Stimulant drugs may also be abused by LGBTQ members. Mental health issues, like post-traumatic stress disorder and anxiety, can cause insomnia, which might make someone want to lean on stimulant drugs for energy. Stimulants can be very addictive as they have the potential to cause a myriad of negative effects and undesirable impacts on someone’s life.
Opioid addiction is also more common amongst the LGBTQ community. Opioid addiction affects many people every year, especially those who try to use opioids as a recreational substance or to self-medicate when dealing with various other underlying conditions.
Challenges the LGBTQ+ Community Faces
Many LGBTQ members face a lot of discrimination in their daily lives. Many who come out to their families face rejection and negative feedback from family members. Other LGBTQ members also face discrimination every day at work, school, or even in their social lives.

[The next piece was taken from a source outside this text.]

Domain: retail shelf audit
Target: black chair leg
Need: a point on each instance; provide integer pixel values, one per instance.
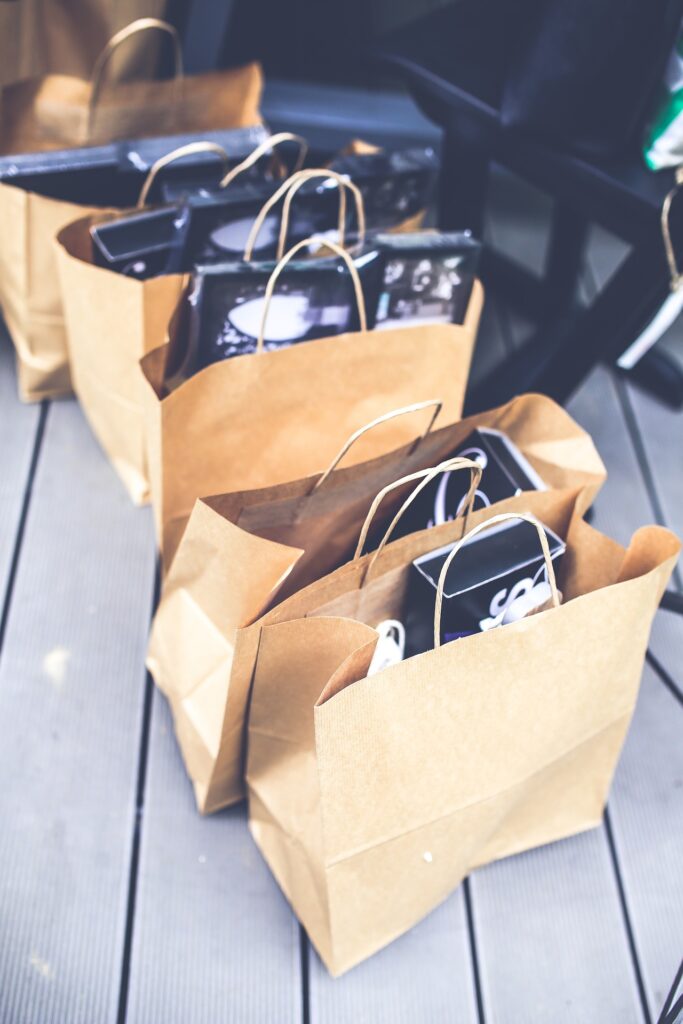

Trauma-Informed Care Approach in Addiction Treatment
Trauma informed care should be put in place during LGBTQ addiction treatment since LGBTQ individuals are much more likely to experience trauma at some point during their lives. This helps ensure the comfort and security of patients during the treatment process by understanding their trauma and how it affects them.
Care that is trauma-informed also helps patients and care providers recognize the effects of trauma so they can work through underlying issues and begin to learn how to cope with the effects that trauma have had.
Addiction Treatment Options
Detox is one of the first steps in the treatment process. When someone first stops taking an addictive substance, they will experience withdrawal symptoms. Treatment centers can help patients get through this difficult period of the recovery process and make it as safe and as comfortable as possible.
Inpatient treatment involves staying at a treatment center for a duration of time while detoxing, receiving therapy, and working on a long-term plan for success. Inpatient treatment is a good option by putting patients in a stable environment that is away from temptations.
For those who struggle with an addiction that is less severe, outpatient treatment may be a good option. Outpatient rehab will allow you to continue living at home, so you don’t have to neglect family or work responsibilities while receiving treatment. Outpatient treatment requires that you go to a treatment center at designated times throughout the week to work on a treatment plan and receive therapy.
Medication assisted treatment may also be used during the treatment program to help ease withdrawal symptoms and prevent a relapse from occurring. Many medications have been studied, tested, and developed to make the treatment process easier and more effective.